Corporate profits with inventory valuation and capital consumption adjustments, pre-tax, increased 1.8% from Q2 to $2,125.7 billion and have increased 5.6% from a year ago. These are profits from current production.
Net cash flow, with inventory evaluation adjustment soared 11.4% from Q2 to $2,287.8 billion. This is a 3.6% change from a year ago. These are the corporate funds available for investment according to the BEA.
Quarterly tax receipts for Q3 decreased -1.1 from Q1 to $413.4 billion and have decreased -5.8% from a year ago. Below is another ratio to GDP of corporate taxes paid (red, scale on left) and corporate profits after tax with adjustments (blue, scale on right). Using this method of measuring after tax corporate profits we have near record to GDP ratio of 12.59%. The interesting thing about the below graph is how taxes paid have decoupled from corporate profits after tax. Notice how the two lines, the taxes as a ratio of GDP and corporate profits after tax as a ratio of GDP follow each other in curve....except for recently.
Bottom line no matter which metric the BEA uses to report corporate profits they all are soaring. Obviously corporations and Wall Street are doing fine while workers and wages languish.

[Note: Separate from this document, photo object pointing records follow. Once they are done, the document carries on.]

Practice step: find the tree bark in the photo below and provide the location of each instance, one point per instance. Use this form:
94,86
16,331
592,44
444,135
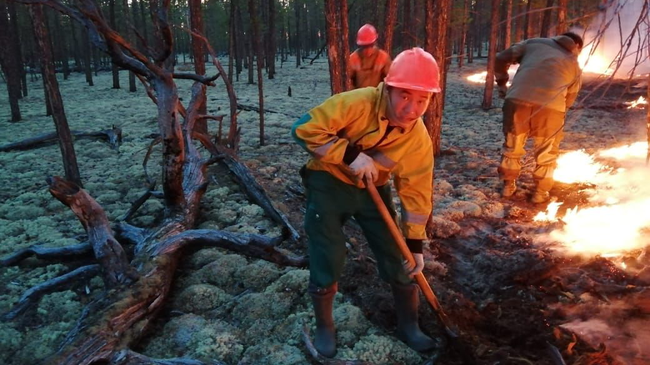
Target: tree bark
297,38
406,21
8,63
85,41
492,51
527,21
546,21
232,40
131,38
345,43
438,16
14,43
115,69
198,52
272,47
333,25
258,53
390,16
52,86
561,17
463,33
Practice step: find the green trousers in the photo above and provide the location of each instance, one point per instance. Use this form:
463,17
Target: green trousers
330,203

From the BEA's magic secret decoder ring guide to National Income and Product Accounts (large pdf), national income also uses inventory valuation and capital consumption adjustments. Their reasoning for inventory valuation is this:
Inventory valuation adjustment (IVA) is the difference between the cost of inventory withdrawals valued at acquisition cost and the cost of inventory withdrawals valued at replacement cost. The IVA is needed because inventories as reported by business are often charged to cost of sales (that is, withdrawn) at their acquisition (historical) cost rather than at their replacement cost (the concept underlying the NIPAs). As prices change, businesses that value inventory withdrawals at acquisition cost may realize profits or losses. Inventory profits, a capital-gains-like element in business income (corporate profits and nonfarm proprietors’ income), result from an increase in inventory prices, and inventory losses, a capital-loss-like element, result from a decrease in inventory prices.
The mysterious capital consumption adjustment, along with inventory valuations, derives current production income.
The private capital consumption adjustment (CCAdj) converts depreciation that is on a historical-cost (book value) basis—the capital consumption allowance (CCA)—to depreciation that is on a current-cost basis—consumption of fixed capital (CFC)—and is derived as the difference between private CCA and private CFC.
Since this is what the BEA uses for national accounts and makes much more sense from a business accounting perspective generally, seems the above before and after tax numbers are the right metrics to use when thinking about corporate profits from a national and macro-economic perspective.
If the above magic secret BEA decoder ring didn't make much sense, try this one:
Corporate profits with inventory valuation and capital consumption adjustments is the net current-production income of organizations treated as corporations in the NIPA's. These organizations consist of all entities required to file Federal corporate tax returns, including mutual financial institutions and cooperatives subject to Federal income tax; private noninsured pension funds; nonprofit institutions that primarily serve business; Federal Reserve banks; and federally sponsored credit agencies. With several differences, this income is measured as receipts less expenses as defined in Federal tax law. Among these differences: Receipts exclude capital gains and dividends received, expenses exclude depletion and capital losses and losses resulting from bad debts, inventory withdrawals are valued at replacement cost, and depreciation is on a consistent accounting basis and is valued at replacement cost using depreciation profiles based on empirical evidence on used-asset prices that generally suggest a geometric pattern of price declines. Because national income is defined as the income of U.S. residents, its profits component includes income earned abroad by U.S. corporations and excludes income earned in the United States by the rest of the world.